Seive's Algorithm To Calculate The Sum Of First Million Prime Numbers

If you're a programmer there's a good chance that you have, at least once, written a prime detection function. This problem seems easy enough for anyone who knows what a prime number is and in fact it is ! But many of us approach it the wrong way. The most obvious way would be to make a function that classifies a number as prime or composite and then another function that loops through all the numbers say upto a million and then checks each number with the classifier function. There's nothing wrong with this but depending on the prime classifier function, calculating sum of all prime numbers upto 1 million can take anywhere from 1 second to 10 minutes ! Let me write a prime classifier function first ...

const isPrimeNumber = num => {
  if (num < 2) return false;
  for (let i = 2; i < num; i += 1) {
    if (num % i === 0) return false;
  }
  return true;
};

Now to get the sum we loop over all numbers upto 1 million

let sum = 0;
for (let i = 2; i < 1000000; i += 1) {
  if (isPrimeNumber(i)) sum += i;
}

Lets see what's wrong with this approach. To classify a prime number say 11, we divide it by every numbers starting from 2 upto 10. To classify 13 we repeat the same process, divide it by every numbers starting from 2 to 12. You can see where this is going. As the number increases, each classification will take more time than the previous one. In CS term the Big O of this approach is O(n²) which is really really bad for an algorithm.

Optimization

We can optimize this by not classifying even numbers, except 2, since they are for sure not prime. By increasing the counter up by 2 in the two for loops we can ignore all the even numbers. That would decrease the processing time by half. But that's still way off from being a good algorithm.

We can further optimize by taking divisors upto the square root of num. In our for loop in checkPrime function the loop should only continue up to √num. We have now significantly decreased the amount of divisors but this is still not good for large value of N.

Primality Test

There's another much better way to classify a number as prime - the "Primality Test Algorithm". This algorithm does not give prime factors but only state whether the input number is prime or not. Hence there's much less computation to do.
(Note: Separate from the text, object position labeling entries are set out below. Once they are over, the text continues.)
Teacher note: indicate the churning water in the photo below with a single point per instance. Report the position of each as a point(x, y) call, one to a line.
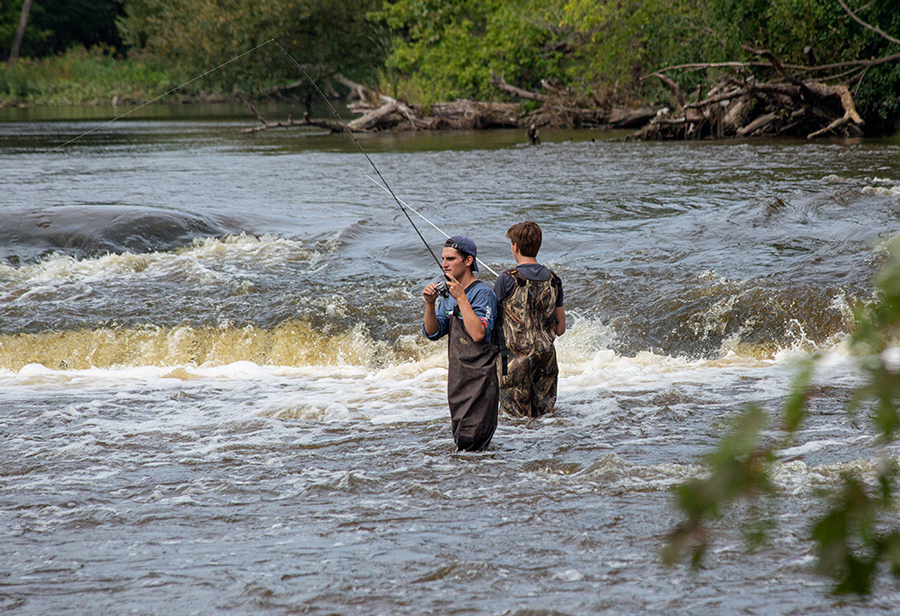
point(214, 396)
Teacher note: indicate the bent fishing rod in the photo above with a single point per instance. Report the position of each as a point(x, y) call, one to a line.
point(384, 184)
point(161, 96)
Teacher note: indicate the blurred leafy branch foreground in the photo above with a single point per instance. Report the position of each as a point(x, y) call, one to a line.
point(857, 533)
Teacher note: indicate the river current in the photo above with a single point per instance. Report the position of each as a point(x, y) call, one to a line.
point(215, 397)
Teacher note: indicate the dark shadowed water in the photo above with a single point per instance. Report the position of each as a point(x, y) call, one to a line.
point(214, 396)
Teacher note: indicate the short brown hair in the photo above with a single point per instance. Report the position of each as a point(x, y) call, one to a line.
point(528, 237)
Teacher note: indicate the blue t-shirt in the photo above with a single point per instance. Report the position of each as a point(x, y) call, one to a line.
point(484, 304)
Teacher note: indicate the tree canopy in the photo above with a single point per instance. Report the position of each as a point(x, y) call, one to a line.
point(599, 51)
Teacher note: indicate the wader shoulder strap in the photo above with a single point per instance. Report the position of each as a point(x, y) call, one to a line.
point(499, 336)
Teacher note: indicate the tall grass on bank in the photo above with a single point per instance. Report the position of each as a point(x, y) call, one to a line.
point(84, 77)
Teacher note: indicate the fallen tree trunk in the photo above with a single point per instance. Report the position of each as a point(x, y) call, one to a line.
point(749, 108)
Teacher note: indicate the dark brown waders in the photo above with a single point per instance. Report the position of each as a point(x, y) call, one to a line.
point(472, 388)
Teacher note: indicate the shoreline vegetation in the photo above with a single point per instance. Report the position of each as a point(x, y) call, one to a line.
point(785, 105)
point(677, 69)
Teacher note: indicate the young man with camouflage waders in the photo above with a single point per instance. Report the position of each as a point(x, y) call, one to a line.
point(531, 317)
point(466, 315)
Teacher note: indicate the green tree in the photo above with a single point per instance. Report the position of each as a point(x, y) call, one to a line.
point(326, 36)
point(56, 25)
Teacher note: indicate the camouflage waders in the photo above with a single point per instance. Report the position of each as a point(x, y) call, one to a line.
point(528, 389)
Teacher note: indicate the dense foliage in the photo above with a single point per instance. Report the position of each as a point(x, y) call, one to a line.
point(597, 51)
point(326, 36)
point(606, 48)
point(56, 25)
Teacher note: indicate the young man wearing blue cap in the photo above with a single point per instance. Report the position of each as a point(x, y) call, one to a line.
point(467, 318)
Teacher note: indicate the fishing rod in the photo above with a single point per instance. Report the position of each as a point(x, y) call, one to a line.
point(441, 231)
point(384, 184)
point(150, 102)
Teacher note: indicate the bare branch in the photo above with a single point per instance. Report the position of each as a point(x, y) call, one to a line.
point(865, 25)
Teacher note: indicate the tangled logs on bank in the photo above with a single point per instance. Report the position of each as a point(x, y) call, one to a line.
point(791, 103)
point(747, 107)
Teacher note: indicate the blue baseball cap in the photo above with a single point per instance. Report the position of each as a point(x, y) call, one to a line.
point(464, 245)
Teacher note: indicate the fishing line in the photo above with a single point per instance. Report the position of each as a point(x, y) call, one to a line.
point(213, 70)
point(442, 232)
point(385, 185)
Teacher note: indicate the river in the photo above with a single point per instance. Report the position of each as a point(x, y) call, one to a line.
point(215, 397)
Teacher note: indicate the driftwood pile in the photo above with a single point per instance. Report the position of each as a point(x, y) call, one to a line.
point(379, 112)
point(748, 107)
point(790, 103)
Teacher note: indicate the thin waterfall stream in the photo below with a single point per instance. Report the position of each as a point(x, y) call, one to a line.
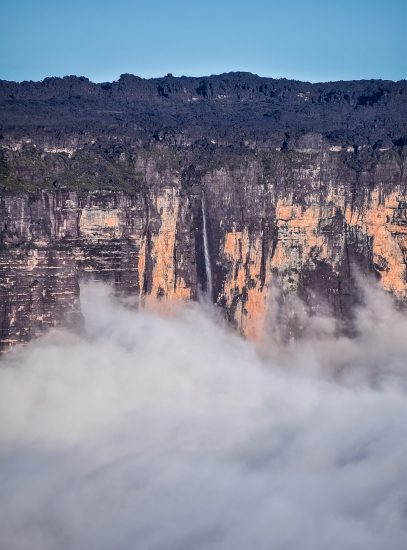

const primality = num => {
  if (num <= 1) return false;
  if (num <= 3) return true;
  if (num % 2 === 0 || num % 3 === 0) return false;

  let i = 5;
  while (i * i <= num) {
    if (num % i === 0 || num % (i + 2) === 0) {
      return false;
    }
    i = i + 6;
  }
  return true;
};

I used both the algorithms to classify the 50 millionth prime number 982,451,653 and the result was:

# first Algorithm: 2952.744ms
# primality: 0.527ms

Similary, I used those two algorithms to get the sum of all primes below 1 million and this was the result

console.time('runtime');
for (let i = 0; i < 1000000; i++) {
  if (isPrimeNumber(i)) {
    sum += i;
  }
}
console.timeEnd('runtime');

# First algorithm : 705403.287ms // About 11 minutes
# Using Primality algorithm : 117.574ms

Wot !! That's a massive performance gain if you ask me. Primality Test is in fact considered to be the fastest prime detection algorithm. But wait there's another even better algorithm for this type of prime calculations. This next algorithm gets the same result in just 50ms.

Sieve's Algorithm

The Sieve of Eratosthenes is a simple, ancient algorithm to find all the prime numbers that are less than a given number. This algorithm cannot directly classify a number X as prime or composite but will generate list of all prime numbers that are less than X.

Sieve's Algorithm

Here's how it works. Let's say we need to get all the prime numbers upto a number N.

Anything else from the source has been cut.